Well, good. Get used to it. It had been a mistake to try and play his game, and I had every intention of telling him that.
“Is this why you’re such a good actress?” he said. “Because you just act all the time.”
“I’m a good actress because I rehearse and I study and I care about my craft.”
He looked over in surprise, and to be honest, I’d kind of surprised myself there with the passion in my voice. But that was the thing. He could call me a liar, he could say I was fake, he could accuse me of being vapid or shallow or flakey or vain…
But he better not dare call me a bad actress.
“Anyway, how would you know if I was a good actress or not?” I asked. “It’s not like you’ve ever come to one of my shows.”
He huffed as he shifted in his seat. “Why should I? I’m sure this might be a novel concept to you, princess, but not every guy wants to throw flowers at your feet after you’ve dumped him on his butt.”
“We agreed we’d be friends,” I shot back.
He arched his brows. “And you believed that?” He shook his head. “Do you honestly think that all your exes are sitting around wishing you well?”
No.
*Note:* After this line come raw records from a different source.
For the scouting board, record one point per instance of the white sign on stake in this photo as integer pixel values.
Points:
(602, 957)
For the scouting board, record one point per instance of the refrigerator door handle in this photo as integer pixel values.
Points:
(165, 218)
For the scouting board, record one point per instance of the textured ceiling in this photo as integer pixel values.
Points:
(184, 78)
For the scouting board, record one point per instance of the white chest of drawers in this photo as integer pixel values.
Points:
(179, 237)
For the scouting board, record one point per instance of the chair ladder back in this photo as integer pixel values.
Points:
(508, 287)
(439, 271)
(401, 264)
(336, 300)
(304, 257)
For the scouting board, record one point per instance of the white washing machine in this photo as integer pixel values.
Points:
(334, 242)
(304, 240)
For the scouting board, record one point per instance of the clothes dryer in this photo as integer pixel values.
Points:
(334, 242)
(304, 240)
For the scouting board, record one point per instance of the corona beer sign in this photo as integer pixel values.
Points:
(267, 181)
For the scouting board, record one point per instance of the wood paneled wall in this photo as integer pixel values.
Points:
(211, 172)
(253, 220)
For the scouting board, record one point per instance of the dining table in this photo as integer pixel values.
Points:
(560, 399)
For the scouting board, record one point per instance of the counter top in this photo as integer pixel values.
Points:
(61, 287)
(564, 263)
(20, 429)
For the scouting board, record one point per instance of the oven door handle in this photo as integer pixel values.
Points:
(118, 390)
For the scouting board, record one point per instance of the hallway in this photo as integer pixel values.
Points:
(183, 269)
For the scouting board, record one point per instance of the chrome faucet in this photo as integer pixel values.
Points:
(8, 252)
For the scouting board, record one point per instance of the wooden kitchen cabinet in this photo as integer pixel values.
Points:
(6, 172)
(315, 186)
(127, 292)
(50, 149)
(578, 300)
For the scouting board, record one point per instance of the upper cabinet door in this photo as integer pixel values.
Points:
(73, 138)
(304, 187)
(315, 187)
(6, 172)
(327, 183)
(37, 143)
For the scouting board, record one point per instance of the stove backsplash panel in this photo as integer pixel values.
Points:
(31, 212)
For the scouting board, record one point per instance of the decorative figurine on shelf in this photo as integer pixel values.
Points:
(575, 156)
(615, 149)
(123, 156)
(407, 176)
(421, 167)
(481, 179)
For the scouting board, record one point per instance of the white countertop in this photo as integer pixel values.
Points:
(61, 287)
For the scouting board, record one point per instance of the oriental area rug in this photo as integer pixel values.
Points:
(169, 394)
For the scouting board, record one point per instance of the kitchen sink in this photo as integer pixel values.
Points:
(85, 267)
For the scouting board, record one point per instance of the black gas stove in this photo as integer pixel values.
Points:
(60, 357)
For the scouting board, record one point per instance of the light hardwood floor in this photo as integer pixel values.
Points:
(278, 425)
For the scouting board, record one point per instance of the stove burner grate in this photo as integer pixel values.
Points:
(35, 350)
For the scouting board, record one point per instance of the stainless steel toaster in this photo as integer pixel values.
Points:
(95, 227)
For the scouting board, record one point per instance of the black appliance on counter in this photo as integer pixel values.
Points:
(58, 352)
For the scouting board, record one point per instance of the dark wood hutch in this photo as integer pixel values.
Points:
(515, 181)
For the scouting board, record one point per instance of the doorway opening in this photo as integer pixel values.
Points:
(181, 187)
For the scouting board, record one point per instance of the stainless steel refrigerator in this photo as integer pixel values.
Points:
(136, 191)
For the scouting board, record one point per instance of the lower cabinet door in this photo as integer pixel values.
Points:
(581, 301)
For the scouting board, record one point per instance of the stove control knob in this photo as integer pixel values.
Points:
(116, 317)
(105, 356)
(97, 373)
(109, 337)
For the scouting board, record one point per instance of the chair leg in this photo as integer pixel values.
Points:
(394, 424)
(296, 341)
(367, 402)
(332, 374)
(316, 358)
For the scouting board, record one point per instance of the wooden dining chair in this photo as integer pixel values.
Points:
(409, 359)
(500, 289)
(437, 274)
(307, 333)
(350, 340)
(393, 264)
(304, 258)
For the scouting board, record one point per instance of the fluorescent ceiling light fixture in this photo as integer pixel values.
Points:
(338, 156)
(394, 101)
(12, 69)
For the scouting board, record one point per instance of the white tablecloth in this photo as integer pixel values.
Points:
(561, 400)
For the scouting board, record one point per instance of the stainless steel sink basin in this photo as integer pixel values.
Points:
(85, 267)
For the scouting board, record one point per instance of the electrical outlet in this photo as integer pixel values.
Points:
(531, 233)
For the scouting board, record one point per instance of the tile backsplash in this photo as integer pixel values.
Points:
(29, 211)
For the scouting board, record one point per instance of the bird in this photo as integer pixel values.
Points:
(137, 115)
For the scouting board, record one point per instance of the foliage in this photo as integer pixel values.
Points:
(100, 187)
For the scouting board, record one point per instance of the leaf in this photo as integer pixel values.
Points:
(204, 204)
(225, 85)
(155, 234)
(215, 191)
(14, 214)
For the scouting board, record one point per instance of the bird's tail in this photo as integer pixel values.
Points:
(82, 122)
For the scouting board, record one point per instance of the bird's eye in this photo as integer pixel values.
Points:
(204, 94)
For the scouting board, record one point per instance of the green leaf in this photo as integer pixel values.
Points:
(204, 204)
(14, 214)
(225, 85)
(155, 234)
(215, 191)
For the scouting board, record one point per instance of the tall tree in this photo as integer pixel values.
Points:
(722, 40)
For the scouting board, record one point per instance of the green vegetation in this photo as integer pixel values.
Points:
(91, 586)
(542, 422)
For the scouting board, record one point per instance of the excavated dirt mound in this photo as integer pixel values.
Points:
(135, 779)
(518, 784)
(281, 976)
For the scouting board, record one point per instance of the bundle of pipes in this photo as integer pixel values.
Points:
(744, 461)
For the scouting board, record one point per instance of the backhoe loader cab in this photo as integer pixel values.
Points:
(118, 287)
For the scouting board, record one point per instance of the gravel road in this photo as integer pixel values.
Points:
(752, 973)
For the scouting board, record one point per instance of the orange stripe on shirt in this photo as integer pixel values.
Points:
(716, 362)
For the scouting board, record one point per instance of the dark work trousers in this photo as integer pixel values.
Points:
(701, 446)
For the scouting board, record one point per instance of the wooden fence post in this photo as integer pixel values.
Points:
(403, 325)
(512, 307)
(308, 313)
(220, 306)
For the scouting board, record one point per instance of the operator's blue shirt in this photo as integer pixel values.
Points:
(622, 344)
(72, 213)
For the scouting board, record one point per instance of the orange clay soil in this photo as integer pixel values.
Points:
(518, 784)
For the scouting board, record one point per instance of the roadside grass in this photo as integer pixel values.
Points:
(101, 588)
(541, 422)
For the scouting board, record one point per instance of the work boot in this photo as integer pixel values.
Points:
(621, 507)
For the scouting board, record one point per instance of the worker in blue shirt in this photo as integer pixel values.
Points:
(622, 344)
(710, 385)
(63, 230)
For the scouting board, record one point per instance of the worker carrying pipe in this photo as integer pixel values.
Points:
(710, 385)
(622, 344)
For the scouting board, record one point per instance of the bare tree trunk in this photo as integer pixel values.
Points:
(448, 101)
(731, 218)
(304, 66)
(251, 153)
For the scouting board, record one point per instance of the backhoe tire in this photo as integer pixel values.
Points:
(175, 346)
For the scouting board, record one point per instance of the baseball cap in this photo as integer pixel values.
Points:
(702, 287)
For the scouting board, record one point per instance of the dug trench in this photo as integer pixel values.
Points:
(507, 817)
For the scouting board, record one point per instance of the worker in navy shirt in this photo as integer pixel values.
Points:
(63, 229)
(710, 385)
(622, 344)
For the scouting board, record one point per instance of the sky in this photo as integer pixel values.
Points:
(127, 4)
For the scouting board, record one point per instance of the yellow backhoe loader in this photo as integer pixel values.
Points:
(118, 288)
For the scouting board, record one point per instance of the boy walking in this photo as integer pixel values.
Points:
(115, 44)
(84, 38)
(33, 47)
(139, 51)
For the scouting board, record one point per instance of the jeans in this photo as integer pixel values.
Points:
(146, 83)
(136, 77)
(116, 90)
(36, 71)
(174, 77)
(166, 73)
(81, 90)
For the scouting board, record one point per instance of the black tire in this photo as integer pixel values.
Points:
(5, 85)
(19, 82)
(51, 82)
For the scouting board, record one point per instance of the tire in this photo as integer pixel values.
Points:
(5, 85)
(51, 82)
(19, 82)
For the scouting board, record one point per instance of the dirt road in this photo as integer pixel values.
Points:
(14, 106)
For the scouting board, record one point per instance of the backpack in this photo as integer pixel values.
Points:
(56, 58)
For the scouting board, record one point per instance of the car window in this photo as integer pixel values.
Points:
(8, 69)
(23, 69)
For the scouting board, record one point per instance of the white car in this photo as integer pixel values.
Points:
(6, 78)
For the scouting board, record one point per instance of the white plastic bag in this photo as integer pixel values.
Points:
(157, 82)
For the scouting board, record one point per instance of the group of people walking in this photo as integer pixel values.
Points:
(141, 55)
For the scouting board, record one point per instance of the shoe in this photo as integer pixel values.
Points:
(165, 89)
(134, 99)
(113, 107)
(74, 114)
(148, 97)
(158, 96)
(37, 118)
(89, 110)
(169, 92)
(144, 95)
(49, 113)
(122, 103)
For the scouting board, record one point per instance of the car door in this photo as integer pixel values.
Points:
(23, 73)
I didn’t. Some were better about it than others, though.
Not all of them tried to win me back out of spite.
“The mature ones accept rejection and move on,” I said.
He snorted in disbelief. “No. The ‘mature’ ones, as you call them, just put on a happy face and then talk crap behind your back.”
I stared at him with a blank expression, hoping beyond hope that he couldn’t see how much that stung.
I guess I hadn’t really given much thought to what the guys I’d dated thought of me once things ended. When I was done with a guy, I was done. I’d sort of assumed that we all moved on.
Maybe that was too naïve.
The thought didn’t sit well.
I was not naïve.
There was a reason I had my rules. I’d thought this through. I followed a plan.
“The whole point of ending it early is so no one gets hurt.” I sort of meant to say that to myself. Instead, it came out of my mouth.
Too late I realized I’d once again given too much away.
Stupid headache. It was messing with my mojo.
He looked over once. Then he looked over again. If I thought maybe he’d let it go, I was wrong. “So, that’s your thing? You have a cutoff date for guys you date?”
I shrugged. Too late to deny it now. And besides, he already knew I didn’t do long-term relationships. Wasn’t that what his whole stupid bet was about?
“It’s easier that way,” I said.
“Easier for who?”
“Everyone.”
He turned to look at me. “No, it’s easier for you.”